The researchers aren't sure exactly who the campaign has targeted, but the phishing documents "contained job descriptions for engineering and project management positions in relationship to active defense contracts." These contracts and defense programs include:
- "F-22 Fighter Jet Program"
- "Defense, Space and Security (DSS)"
- "Photovoltaics for space solar cells"
- "Aeronautics Integrated Fighter Group"
- "Military aircraft modernization programs"

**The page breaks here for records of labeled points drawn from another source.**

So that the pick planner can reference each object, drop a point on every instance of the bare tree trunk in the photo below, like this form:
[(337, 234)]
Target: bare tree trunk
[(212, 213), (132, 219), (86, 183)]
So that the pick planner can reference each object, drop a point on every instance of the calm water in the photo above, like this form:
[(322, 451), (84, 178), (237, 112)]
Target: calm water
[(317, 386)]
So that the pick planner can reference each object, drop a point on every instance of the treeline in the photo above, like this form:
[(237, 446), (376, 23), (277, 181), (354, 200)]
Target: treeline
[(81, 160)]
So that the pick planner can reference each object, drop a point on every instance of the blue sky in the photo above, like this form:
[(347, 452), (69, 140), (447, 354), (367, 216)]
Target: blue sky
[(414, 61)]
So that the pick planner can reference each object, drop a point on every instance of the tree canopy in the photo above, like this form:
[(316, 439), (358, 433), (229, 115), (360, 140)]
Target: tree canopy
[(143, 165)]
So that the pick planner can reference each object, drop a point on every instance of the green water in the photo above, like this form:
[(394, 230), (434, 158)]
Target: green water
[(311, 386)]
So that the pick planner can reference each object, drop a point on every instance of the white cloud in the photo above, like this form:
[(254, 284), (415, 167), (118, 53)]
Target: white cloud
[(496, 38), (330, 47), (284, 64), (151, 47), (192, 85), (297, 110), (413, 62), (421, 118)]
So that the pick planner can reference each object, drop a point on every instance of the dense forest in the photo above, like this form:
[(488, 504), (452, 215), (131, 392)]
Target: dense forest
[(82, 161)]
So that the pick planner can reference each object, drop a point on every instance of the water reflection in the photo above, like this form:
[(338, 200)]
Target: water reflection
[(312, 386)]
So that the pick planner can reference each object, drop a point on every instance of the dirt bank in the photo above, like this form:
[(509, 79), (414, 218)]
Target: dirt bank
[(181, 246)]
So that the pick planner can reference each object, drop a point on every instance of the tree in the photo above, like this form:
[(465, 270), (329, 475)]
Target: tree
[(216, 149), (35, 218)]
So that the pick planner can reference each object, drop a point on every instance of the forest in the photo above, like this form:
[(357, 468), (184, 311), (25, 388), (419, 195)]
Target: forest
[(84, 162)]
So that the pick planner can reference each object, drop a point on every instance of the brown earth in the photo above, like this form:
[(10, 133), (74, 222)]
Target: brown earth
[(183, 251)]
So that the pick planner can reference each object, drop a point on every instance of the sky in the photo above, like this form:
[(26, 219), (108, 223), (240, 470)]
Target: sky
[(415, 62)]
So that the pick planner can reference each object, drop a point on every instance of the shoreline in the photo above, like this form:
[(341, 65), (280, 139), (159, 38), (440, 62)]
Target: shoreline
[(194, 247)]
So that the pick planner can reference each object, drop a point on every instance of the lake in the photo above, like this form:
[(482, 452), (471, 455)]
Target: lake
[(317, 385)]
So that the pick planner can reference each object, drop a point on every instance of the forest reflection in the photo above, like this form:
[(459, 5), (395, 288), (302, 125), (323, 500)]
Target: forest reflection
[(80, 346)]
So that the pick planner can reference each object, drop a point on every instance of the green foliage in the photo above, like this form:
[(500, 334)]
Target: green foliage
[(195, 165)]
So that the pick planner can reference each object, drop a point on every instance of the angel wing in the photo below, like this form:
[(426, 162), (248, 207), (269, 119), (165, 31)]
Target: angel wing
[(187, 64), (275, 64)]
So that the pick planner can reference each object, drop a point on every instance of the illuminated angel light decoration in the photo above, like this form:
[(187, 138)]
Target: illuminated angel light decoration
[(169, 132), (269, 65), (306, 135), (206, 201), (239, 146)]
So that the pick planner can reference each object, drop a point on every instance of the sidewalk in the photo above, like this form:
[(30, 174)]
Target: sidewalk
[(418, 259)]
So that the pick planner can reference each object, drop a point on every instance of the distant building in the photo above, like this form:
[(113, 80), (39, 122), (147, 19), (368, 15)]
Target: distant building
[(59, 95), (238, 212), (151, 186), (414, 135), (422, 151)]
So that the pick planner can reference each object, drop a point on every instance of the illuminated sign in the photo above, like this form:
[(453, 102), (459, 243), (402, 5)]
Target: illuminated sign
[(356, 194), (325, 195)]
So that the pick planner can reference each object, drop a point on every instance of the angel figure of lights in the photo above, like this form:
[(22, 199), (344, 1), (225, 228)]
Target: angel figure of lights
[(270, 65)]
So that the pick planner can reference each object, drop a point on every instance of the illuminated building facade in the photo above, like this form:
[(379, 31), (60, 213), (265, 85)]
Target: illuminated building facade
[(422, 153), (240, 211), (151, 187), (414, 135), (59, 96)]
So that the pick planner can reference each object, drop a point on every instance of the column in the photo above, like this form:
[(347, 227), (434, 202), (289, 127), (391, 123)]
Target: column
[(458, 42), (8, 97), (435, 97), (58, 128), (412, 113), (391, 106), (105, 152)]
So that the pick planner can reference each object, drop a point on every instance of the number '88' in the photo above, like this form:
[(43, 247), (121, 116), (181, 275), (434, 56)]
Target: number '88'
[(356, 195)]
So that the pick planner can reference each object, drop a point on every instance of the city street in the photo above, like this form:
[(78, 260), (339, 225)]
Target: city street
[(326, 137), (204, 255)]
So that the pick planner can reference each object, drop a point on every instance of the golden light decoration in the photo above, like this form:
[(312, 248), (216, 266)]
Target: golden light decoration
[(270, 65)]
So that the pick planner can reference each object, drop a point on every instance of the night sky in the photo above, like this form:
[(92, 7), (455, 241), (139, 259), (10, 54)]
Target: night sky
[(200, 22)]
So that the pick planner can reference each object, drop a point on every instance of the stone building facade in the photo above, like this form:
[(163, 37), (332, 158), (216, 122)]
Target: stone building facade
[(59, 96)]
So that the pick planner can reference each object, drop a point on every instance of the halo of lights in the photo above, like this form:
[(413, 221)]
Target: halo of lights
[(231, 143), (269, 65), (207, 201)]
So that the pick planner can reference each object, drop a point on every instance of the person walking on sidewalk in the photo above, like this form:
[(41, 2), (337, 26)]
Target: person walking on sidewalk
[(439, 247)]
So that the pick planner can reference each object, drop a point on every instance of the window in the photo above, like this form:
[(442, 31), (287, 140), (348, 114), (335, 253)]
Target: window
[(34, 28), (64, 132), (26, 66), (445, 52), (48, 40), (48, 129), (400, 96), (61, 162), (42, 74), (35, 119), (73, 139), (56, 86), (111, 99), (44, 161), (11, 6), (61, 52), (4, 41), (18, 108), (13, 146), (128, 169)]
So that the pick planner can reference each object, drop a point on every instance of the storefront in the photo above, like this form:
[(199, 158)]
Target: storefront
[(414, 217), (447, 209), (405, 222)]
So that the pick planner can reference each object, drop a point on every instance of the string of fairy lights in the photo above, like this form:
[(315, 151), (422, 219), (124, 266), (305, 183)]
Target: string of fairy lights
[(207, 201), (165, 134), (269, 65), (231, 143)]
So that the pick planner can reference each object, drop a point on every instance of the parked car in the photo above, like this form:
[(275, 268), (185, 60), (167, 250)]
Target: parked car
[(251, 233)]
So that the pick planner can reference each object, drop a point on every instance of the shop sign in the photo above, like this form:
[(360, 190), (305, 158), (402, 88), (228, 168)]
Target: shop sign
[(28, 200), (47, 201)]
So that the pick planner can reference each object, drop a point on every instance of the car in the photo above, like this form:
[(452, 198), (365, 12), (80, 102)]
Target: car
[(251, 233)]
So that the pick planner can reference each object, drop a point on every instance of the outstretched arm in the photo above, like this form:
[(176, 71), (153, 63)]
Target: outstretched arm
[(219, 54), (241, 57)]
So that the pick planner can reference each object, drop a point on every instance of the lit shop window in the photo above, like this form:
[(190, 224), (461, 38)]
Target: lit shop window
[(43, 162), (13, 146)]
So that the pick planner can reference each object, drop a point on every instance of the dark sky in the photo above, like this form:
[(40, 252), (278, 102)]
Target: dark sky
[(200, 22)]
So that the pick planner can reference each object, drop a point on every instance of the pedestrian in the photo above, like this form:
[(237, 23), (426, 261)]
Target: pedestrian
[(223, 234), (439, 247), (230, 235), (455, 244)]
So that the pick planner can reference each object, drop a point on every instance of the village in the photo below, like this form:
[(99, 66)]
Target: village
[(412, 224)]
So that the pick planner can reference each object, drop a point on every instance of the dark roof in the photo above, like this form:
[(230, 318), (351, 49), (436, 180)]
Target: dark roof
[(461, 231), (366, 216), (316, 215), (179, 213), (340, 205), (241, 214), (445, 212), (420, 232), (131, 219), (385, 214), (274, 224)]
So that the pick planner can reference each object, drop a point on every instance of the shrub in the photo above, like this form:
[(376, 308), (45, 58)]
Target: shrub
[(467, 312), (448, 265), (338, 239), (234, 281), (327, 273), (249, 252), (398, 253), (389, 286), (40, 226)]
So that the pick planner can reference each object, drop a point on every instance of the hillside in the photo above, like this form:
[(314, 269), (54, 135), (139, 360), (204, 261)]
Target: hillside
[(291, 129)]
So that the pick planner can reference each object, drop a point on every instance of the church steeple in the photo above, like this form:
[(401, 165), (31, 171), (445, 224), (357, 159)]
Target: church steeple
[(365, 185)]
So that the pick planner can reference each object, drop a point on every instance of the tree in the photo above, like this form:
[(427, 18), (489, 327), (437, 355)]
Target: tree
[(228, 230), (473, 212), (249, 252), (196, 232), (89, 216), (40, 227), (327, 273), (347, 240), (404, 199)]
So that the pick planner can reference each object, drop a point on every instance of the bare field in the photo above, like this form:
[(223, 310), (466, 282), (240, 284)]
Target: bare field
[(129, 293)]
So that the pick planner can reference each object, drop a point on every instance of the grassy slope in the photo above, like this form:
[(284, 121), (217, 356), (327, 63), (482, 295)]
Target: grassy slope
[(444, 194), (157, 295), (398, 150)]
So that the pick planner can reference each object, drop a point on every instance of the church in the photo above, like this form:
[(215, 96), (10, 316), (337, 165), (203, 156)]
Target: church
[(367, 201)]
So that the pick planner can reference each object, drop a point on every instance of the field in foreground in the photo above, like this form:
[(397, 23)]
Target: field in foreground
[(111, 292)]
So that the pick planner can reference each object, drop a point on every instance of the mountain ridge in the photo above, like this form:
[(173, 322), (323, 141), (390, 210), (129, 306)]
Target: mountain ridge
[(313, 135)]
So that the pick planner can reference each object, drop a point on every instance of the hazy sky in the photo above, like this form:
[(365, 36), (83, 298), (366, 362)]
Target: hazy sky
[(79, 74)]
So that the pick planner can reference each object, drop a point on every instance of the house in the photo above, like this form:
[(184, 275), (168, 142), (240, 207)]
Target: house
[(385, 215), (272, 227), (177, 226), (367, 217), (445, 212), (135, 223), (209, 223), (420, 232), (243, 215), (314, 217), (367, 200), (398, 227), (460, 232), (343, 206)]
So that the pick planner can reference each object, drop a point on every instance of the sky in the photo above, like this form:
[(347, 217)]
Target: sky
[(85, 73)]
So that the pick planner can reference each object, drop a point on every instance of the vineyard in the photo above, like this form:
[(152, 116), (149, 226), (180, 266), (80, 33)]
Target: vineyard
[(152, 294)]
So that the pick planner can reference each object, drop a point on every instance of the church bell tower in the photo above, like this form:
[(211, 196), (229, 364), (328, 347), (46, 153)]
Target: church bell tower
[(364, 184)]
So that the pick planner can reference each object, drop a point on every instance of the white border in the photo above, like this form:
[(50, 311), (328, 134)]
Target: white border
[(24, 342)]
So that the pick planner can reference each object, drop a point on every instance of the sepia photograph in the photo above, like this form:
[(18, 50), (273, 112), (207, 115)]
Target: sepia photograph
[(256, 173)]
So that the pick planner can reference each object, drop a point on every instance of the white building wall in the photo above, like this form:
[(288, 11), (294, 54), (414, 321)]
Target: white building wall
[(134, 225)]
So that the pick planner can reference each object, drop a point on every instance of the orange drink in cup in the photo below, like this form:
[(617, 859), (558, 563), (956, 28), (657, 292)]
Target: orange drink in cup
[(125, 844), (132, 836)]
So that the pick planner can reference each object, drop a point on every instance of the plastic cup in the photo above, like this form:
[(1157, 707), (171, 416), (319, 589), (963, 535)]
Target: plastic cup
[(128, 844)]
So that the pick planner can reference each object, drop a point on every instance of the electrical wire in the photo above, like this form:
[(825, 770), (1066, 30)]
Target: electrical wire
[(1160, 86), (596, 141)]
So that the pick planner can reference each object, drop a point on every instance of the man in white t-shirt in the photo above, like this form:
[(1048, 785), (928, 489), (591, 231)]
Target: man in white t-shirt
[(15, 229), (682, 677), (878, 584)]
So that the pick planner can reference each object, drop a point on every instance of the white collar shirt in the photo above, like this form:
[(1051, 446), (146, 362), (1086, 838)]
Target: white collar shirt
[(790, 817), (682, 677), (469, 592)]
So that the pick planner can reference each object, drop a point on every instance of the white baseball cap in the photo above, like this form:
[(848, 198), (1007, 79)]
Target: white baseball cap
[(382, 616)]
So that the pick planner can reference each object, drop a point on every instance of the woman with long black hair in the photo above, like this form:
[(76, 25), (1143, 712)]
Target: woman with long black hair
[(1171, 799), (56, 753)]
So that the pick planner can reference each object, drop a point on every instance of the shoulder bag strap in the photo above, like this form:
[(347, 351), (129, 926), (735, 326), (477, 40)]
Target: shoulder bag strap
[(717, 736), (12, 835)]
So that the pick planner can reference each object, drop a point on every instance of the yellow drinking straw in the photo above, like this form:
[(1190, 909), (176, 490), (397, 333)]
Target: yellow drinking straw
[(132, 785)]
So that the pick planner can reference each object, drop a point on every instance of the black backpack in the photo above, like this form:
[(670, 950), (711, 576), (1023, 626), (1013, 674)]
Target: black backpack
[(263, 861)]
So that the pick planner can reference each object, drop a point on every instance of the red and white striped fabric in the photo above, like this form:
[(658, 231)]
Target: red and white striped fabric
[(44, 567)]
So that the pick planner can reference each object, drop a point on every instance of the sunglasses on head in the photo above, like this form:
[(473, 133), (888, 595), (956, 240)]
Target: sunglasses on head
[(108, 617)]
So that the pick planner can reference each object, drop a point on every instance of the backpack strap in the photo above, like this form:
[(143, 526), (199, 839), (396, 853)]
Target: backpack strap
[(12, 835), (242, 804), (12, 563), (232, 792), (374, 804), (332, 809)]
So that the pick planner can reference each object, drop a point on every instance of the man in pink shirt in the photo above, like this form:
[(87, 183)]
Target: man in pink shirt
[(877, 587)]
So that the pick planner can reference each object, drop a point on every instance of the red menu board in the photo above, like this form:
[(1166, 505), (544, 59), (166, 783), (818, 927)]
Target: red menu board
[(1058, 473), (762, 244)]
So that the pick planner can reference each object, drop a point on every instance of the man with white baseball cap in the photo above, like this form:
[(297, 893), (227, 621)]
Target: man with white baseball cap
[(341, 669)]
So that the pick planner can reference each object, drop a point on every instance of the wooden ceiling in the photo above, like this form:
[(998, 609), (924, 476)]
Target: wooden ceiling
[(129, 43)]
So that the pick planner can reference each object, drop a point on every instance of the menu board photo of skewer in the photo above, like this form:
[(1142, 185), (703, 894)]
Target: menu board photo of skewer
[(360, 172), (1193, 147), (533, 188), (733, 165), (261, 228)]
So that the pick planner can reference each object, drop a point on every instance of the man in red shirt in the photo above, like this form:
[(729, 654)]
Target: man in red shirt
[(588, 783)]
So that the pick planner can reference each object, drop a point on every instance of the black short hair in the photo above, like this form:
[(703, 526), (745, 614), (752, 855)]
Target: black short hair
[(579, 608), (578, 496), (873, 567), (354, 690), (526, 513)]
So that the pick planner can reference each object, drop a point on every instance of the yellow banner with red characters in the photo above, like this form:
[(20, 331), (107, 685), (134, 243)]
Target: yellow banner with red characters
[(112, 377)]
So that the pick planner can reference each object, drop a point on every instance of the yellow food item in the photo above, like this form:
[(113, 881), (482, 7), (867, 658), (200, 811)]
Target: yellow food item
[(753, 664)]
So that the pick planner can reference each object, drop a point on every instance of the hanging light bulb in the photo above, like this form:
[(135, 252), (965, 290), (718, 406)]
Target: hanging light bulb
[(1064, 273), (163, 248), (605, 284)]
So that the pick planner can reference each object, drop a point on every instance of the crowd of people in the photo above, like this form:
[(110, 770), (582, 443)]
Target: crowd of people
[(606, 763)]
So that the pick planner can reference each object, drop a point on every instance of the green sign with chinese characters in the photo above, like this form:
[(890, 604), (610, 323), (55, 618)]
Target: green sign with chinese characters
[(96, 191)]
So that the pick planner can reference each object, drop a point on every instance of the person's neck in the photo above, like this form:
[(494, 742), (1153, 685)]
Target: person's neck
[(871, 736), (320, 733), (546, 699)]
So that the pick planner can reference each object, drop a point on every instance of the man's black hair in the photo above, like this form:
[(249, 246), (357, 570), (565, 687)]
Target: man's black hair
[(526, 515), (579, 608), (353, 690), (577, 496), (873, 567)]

GRUB2 flaw can bypass Secure Boot.
Researchers at Eclypsium discovered a buffer overflow vulnerability (CVE-2020-10713), dubbed "BootHole," which affects the GRUB2 bootloader used by the vast majority of Linux systems. It could be exploited to gain the ability to execute arbitrary code even when Secure Boot is enabled. An attacker would need either administrative privileges or physical access to a device to exploit it, however, and Ars Technica points out that if the attacker has those, you’ve got a lot of other problems to worry about. Still, ZDNet observes that "the Secure Boot process was specifically created to prevent even high-privileged admin accounts from compromising the boot process, meaning that BootHole is a major security hole in one of the IT ecosystem's most secure operations."
The problem is located in GRUB2's external configuration file, which isn't signed and can therefore be modified. When this file processes a token that's too long to fit into its buffer, it returns an error message but accepts the token anyway, enabling buffer overflow attacks. The researchers also note that "the UEFI execution environment does not have Address Space Layout Randomization (ASLR) or Data Execution Prevention (DEP/NX) or other exploit mitigation technologies typically found in modern operating systems, so creating exploits for this kind of vulnerability is significantly easier."